Mungkin saya perlu menegaskan sekali lagi bahwa orang yang mempunyai perilaku seksual menyimpang seperti sadomasochist tidak terbatas pada gender tetapi bisa berjenis kelamin pria maupun wanita. Sadomasochist dapat menjadi salah satu alasan bagi pelaku (baik itu wanita maupun pria) untuk memperkosa korbannya, karena pelaku mendapatkan kepuasaan seksual dengan cara melakukan penyiksaan atau pemaksaan baik secara fisik maupun emosional terhadap korban.

Beberapa pernyataan yang menyatakan bahwa “tidak mungkin pria menjadi korban perkosaan”, diantaranya adalah:

1. Pria tidak mungkin menjadi korban perkosaan karena untuk melakukan hubungan seksual seorang pria harus mengalami ereksi dan ereksi tidak mungkin terjadi apabila pria tersebut tidak terangsang.
Rangsangan tidak hanya dapat terjadi dari dalam tetapi bisa juga dari luar.

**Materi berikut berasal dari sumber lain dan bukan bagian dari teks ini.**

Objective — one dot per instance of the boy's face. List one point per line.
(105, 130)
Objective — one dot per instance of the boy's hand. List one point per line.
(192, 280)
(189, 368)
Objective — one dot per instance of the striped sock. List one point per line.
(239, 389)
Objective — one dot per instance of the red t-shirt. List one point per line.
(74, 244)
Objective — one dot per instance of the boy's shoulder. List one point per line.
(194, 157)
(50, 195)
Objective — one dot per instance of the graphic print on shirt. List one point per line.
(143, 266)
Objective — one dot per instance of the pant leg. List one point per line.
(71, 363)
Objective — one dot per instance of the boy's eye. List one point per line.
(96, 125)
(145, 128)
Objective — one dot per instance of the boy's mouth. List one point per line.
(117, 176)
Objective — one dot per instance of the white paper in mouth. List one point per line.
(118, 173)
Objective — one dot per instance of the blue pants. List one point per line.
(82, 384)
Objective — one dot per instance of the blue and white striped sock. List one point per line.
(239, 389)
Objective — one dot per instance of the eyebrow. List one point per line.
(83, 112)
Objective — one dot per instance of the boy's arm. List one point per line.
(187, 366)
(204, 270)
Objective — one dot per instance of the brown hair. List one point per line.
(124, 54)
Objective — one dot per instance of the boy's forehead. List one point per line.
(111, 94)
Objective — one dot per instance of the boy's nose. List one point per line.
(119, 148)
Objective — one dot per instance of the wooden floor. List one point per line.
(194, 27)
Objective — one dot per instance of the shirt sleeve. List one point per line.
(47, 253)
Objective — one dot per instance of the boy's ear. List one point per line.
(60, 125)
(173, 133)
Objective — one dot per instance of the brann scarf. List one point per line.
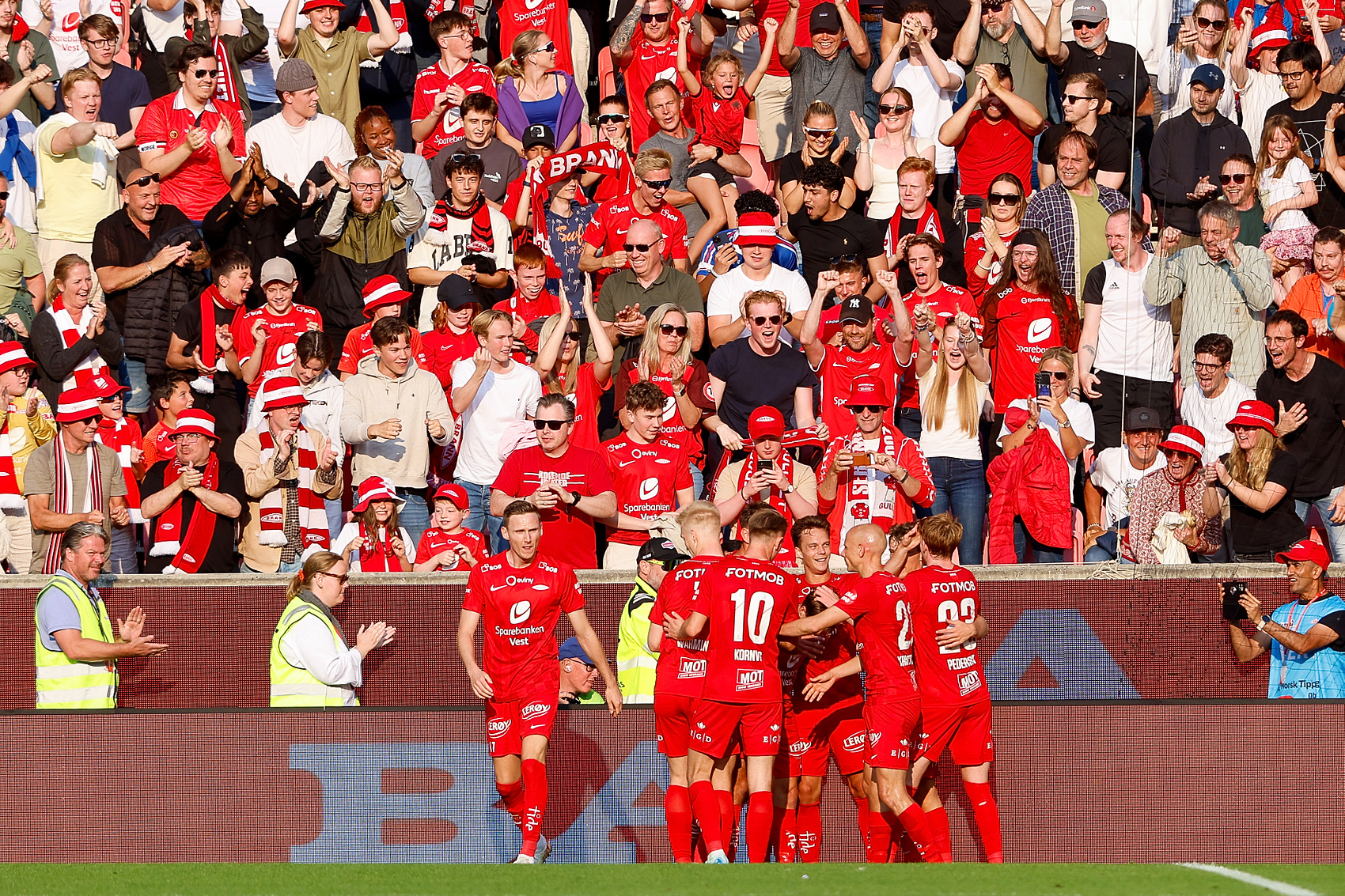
(73, 331)
(313, 510)
(188, 550)
(63, 497)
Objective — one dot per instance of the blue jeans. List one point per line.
(1335, 531)
(138, 401)
(479, 516)
(413, 517)
(960, 486)
(1041, 554)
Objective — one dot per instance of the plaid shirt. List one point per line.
(1052, 211)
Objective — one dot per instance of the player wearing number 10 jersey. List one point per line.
(740, 608)
(521, 598)
(954, 698)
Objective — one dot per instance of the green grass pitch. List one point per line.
(631, 880)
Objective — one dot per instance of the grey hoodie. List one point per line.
(413, 399)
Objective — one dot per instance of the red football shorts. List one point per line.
(760, 727)
(892, 731)
(509, 721)
(672, 716)
(841, 734)
(964, 731)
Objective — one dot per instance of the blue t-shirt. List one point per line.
(1320, 675)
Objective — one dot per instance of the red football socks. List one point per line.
(513, 796)
(938, 819)
(705, 806)
(676, 809)
(987, 819)
(810, 832)
(760, 809)
(534, 803)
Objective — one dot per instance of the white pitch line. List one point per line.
(1255, 880)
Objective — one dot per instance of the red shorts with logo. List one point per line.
(893, 728)
(964, 731)
(509, 721)
(838, 734)
(672, 716)
(760, 727)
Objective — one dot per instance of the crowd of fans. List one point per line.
(267, 289)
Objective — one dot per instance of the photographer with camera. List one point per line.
(1306, 637)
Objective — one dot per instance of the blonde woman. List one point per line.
(563, 374)
(954, 385)
(666, 361)
(1260, 475)
(311, 665)
(533, 92)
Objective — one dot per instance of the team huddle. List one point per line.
(759, 679)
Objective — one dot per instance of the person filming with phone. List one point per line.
(1305, 637)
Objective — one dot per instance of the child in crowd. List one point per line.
(447, 545)
(373, 541)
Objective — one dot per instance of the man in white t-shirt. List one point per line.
(1216, 396)
(757, 238)
(932, 82)
(1114, 477)
(491, 391)
(1126, 347)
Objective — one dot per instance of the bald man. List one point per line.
(120, 247)
(877, 604)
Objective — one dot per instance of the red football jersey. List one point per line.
(949, 675)
(430, 82)
(745, 600)
(880, 608)
(681, 671)
(520, 608)
(436, 540)
(647, 478)
(282, 335)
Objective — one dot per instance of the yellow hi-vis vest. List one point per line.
(294, 686)
(636, 665)
(69, 684)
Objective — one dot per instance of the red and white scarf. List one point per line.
(63, 497)
(188, 550)
(376, 552)
(121, 437)
(313, 512)
(868, 495)
(71, 331)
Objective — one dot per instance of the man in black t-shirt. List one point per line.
(1308, 391)
(828, 233)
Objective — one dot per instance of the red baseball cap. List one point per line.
(1306, 549)
(766, 423)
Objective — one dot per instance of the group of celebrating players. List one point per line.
(759, 679)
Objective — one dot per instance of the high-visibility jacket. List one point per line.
(69, 684)
(295, 686)
(636, 665)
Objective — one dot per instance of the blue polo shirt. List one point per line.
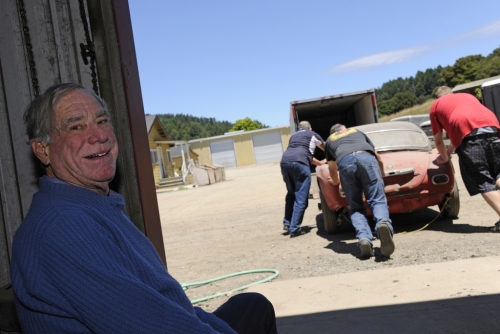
(301, 147)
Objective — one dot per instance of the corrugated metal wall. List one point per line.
(242, 143)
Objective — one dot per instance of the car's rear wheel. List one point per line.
(452, 207)
(329, 217)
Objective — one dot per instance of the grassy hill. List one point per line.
(415, 110)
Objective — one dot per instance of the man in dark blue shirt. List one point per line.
(351, 153)
(296, 171)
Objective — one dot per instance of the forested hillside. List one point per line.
(398, 94)
(187, 127)
(392, 97)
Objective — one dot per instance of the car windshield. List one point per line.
(394, 139)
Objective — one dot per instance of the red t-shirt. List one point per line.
(459, 114)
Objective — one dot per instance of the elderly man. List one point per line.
(79, 265)
(351, 153)
(473, 131)
(296, 171)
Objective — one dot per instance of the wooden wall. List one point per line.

Rangsangan juga bisa terjadi karena disadari atau tanpa disadari. Seorang pria dapat mengalami ereksi ketika ia sedang tertidur (hal ini terlihat ketika seorang pria mengalami mimpi basah).
Proses ereksi juga tidak dapat disamakan dengan kenikmatan yang diperoleh. Ini adalah dua hal yang berbeda. Oleh karena itu, jika ada pernyataan yang menyatakan bahwa jika seorang pria mengalami ereksi dan/atau ejakulasi maka secara otomatis dia menikmati hubungan seksual yang dialaminya. Ini adalah sebuah pernyataan yang salah. Jika pola pikir kita tetap seperti ini, maka dapat saya katakan kita tidak ada bedanya dengan pelaku perkosaan (pada umumnya pria) yang sering membenarkan kejahatannya dengan pernyataan bahwa korbannya menikmati perkosaan tersebut karena sang korban (umumnya wanita) mengalami orgasme.

2. Pria tidak akan mengalami kerugian apapun ketika dia diperkosa.
Berikut ini adalah beberapa kerugian yang bisa dialami oleh pria yang menjadi korban perkosaan:
- Trauma, contohnya trauma penis
- Memar atau luka-luka secara fisik
- Penyakit Menular Seksual (PMS), apabila si pelaku mengidap PMS
- Tekanan secara mental.

Berikut ini adalah salah satu contoh kasus perkosaan yang dilakukan oleh WANITA terhadap PRIA di negara lain, silahkan cek TKP gan:
Valeria diadili karena perkosa 10 pria

Jadi, masihkah kita berkata bahwa "TIDAK MUNGKIN WANITA MEMPERKOSA PRIA?"